2. Quelle est la tâche dominante à résoudre ? Capture des cours → cahier linéaire. Référence et organisation de long terme → graphe de connaissances. Synthèse entre appareils et étude guidée par la révision → canvas.
3. Êtes-vous prêt à entretenir le système, ou voulez-vous qu’il s’entretienne à peu près seul ? Notion et Obsidian exigent une discipline d’organisation continue. Les cahiers linéaires presque aucune. Les outils à canvas sont entre les deux (vous disposez les choses, mais il n’y a pas de schéma à maintenir).
4. Vos révisions sont-elles plutôt guidées par la récupération ou par la consultation ? Si vous cherchez surtout des informations, il vous faut recherche et liens (graphe). Si vous récupérez surtout de mémoire et utilisez les notes comme filet, il vous faut un système qui soutient le rappel actif (canvas, ou cahier linéaire plus Anki).

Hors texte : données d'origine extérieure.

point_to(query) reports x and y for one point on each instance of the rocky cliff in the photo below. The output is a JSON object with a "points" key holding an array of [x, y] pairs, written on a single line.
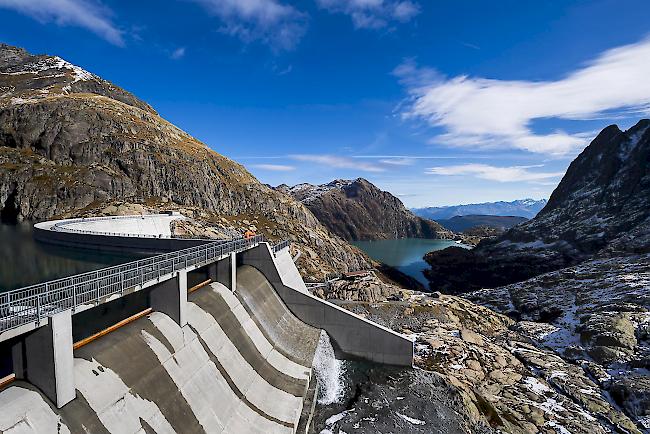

Il n’y a pas de bonne réponse universelle. Il y a une bonne réponse pour la tâche que vous faites réellement, et le mode d’échec typique consiste à utiliser un seul outil pour tout.
Ce que cela donne
La plupart des étudiants choisissent une appli de notes au début de la première année et vivent avec pendant six ans. Le choix se fonde en général sur ce qu’utilisent leurs amis, qui se fondait sur ce qu’utilisaient leurs amis, et ainsi de suite jusqu’en 2017 environ, quand Notability était la seule option sérieuse.
Le paysage a changé. Les options sérieuses comprennent aujourd’hui des cahiers linéaires avec recherche par IA (GoodNotes 6), des graphes de connaissances aux liens solides (Notion, Obsidian) et des outils à canvas infini (Fluera et d’autres) qui n’existaient pas comme catégorie il y a peu. Le bon outil dépend de la tâche que vous cherchez réellement à résoudre, et presque personne ne se demande explicitement laquelle c’est.
Posez la question. Choisissez l’outil qui y répond. Reconsidérez dans un an. Les notes sont une infrastructure : utilisez celle qui correspond au travail que vous faites.